‘Icarus at the Edge of Time’ Opens the 2012 World Science Festival
When: May 30 – June 3, 2012
On May 30, the 2012 World Science Festival returns to New York City for its fifth anniversary with over 50 programs that meld the scientific with the artistic. Co-founded in 2008 by author and physicist Brian Greene and television journalist Tracy Day, the festival seeks to attract leading scientific minds, renowned artists and influential thinkers to present science in novel ways, attracting a broad audience from music lovers to science geeks.
“The World Science Festival individual programs are for anyone with a curious mind,” says Greene. “It allows everyone – kids and adults, novice and enthusiast – to experience science in a unique and thrilling way.”
With around 300,000 New Yorkers expected to attend, the festival spans four of the five boroughs and includes outdoor programs at Washington Square Park, NYU-Poly Tech’s quad in downtown Brooklyn’s MetroTech Center, and Brooklyn Bridge Park. “Part of the fun of the festival is that it utilizes such a wide variety of spaces that are unique and diverse, just like New Yorkers and New York City,” says Greene.
One of the most unusual and spectacular indoor settings for the festival is the United Palace Theater in Washington Heights. Designed in a neo-classical Cambodian style in 1930, the former movie palace will host the festival’s opening night event, “Icarus at the Edge of Time,” a multimedia performance piece about a boy who challenges the formidable power of a black hole. Directed by British filmmakers Al + Al with a script adapted by Brian Greene and playwright David Henry Hwang, the piece features an original orchestral score by Philip Glass that will be performed by Orchestra of St. Luke’s. Actor LeVar Burton narrates the story.
“Icarus at the Edge of Time” opens the 2012 World Science Festival on May 30 at United Palace Theater as part of the festival’s kids and families programs.

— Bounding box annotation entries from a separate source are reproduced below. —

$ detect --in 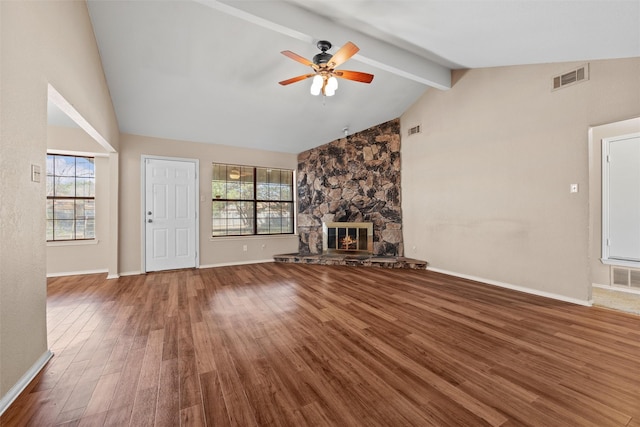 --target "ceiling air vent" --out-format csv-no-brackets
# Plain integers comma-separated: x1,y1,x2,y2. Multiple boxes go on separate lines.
552,64,589,90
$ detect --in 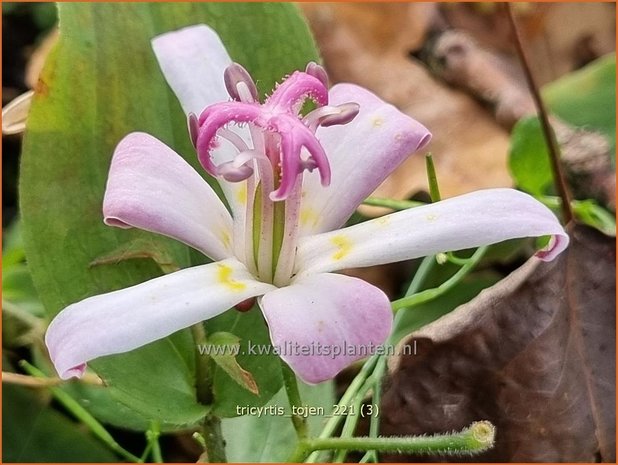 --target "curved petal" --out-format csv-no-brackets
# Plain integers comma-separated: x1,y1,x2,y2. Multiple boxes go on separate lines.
152,24,232,116
45,259,274,379
152,24,251,256
301,84,431,235
260,274,393,383
103,132,232,260
296,189,569,276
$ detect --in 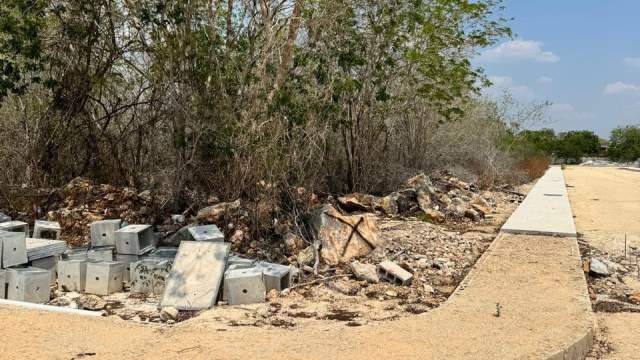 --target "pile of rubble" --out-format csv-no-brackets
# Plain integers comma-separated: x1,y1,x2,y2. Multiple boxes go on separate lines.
578,239,640,312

“We performed the world premiere of Icarus at the World Science Festival in 2010, and it was an unforgettable experience,” says Katy Clark, president and executive director of Orchestra of St. Luke’s. “Arts education has always been an important part of the work we do, and this is a piece of music that illuminates the connections between science and art for audiences of all ages.”
In addition to ticket sales to the general public, “Icarus” expects roughly half of the 3,300-seat United Palace Theater to be filled with local and national STEM (Science, Tech, Engineering and Math) educators and their students. Many of these educators participated in a series of “Icarus” Master Classes at Marymount School and Cooper Union. Led by Greene, these pre-performance sessions were an opportunity to exchange ideas on how to inspire and engage students in science.

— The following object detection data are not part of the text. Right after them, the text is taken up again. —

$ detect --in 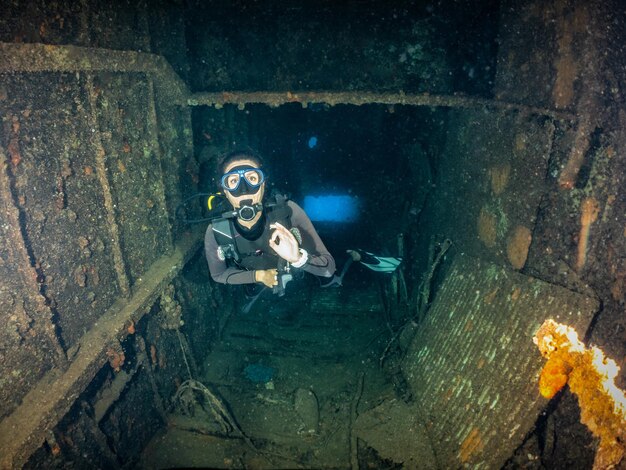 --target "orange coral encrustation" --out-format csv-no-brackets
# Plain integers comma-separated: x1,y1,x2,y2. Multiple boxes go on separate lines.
533,319,626,469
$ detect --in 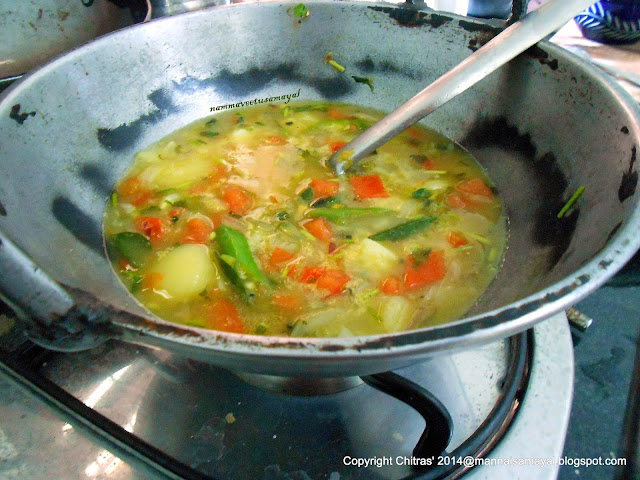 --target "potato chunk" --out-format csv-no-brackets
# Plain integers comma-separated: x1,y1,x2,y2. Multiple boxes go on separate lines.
344,238,399,283
140,157,216,189
150,244,218,300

“The festival shows that science is so much more than what kids often experience in the classroom — it’s not just facts and figures, but is instead a daring journey of discovery,” says Greene. “The ‘Icarus’ performance, melding music and film with the story of a courageous boy challenging a black hole, and suffering a fate that dramatizes one of Einstein’s greatest insights, captures this spirit.”
As part of the festival’s ‘Icarus’-related educational resources, educators can apply for complimentary tickets to bring their students to the show, and can also access a guide to teaching black holes in the classroom. There are also resources for kids that explain black holes and provide context for the performance.

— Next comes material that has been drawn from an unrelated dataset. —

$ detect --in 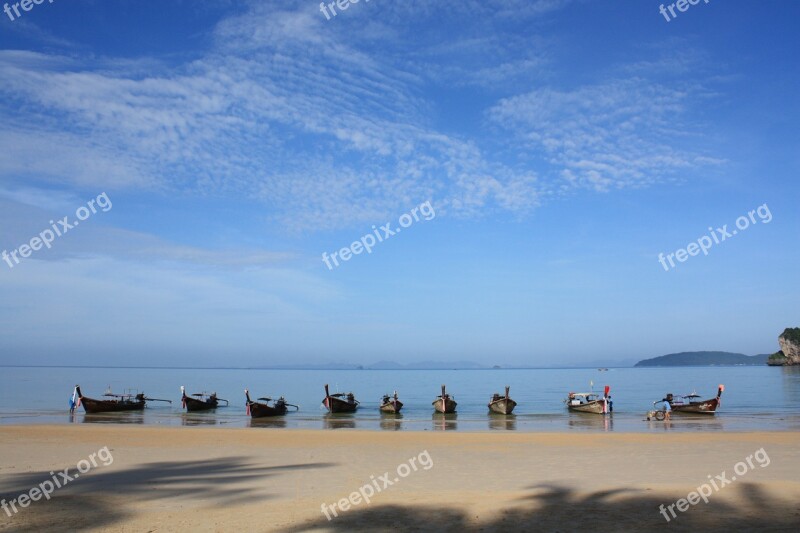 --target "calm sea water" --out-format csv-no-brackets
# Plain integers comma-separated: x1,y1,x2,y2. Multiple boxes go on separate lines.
0,366,800,432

With its neo-classical Cambodian design, the United Palace Theater stands out from its Washington Heights surroundings. The theater, built in 1930 as a movie palace, hosts the 2012 World Science Festival’s opening event, “Icarus at the Edge of Time.” Video courtesy of The City Concealed, a project of WNET/Thirteen.
Aside from “Icarus,” the 2012 World Science Festival offers a multitude of kids and family activities geared towards the next generation of young scientists, including “Cool Jobs,” where scientists explain to kids what their jobs entail, and “The Flame Challenge,” a contest that calls on scientists worldwide to give their best explanation of how a flame works, hosted by actor Alan Alda. As part of “Science-on-Site,” kids can team up with researchers to explore the flora and fauna of Brooklyn Bridge Park, culminating in an evening of stargazing alongside the Brooklyn Bridge.
This year’s festival will also host the 2012 Kavli Prizes, the international biennial awards that recognize scientists whose advances have dramatically expanded human understanding in the fields of astrophysics, nanoscience and neuroscience. Winners of the $1 million prizes will be announced live via satellite from the Norwegian Academy of Science and Letters in Oslo on May 31, with on-site opening remarks by John Holdren, director of the White House Office of Science and Technology Policy, followed by ABC News anchor Elizabeth Vargas and leading researchers exploring the next wave of opportunities in the Kavli prize areas.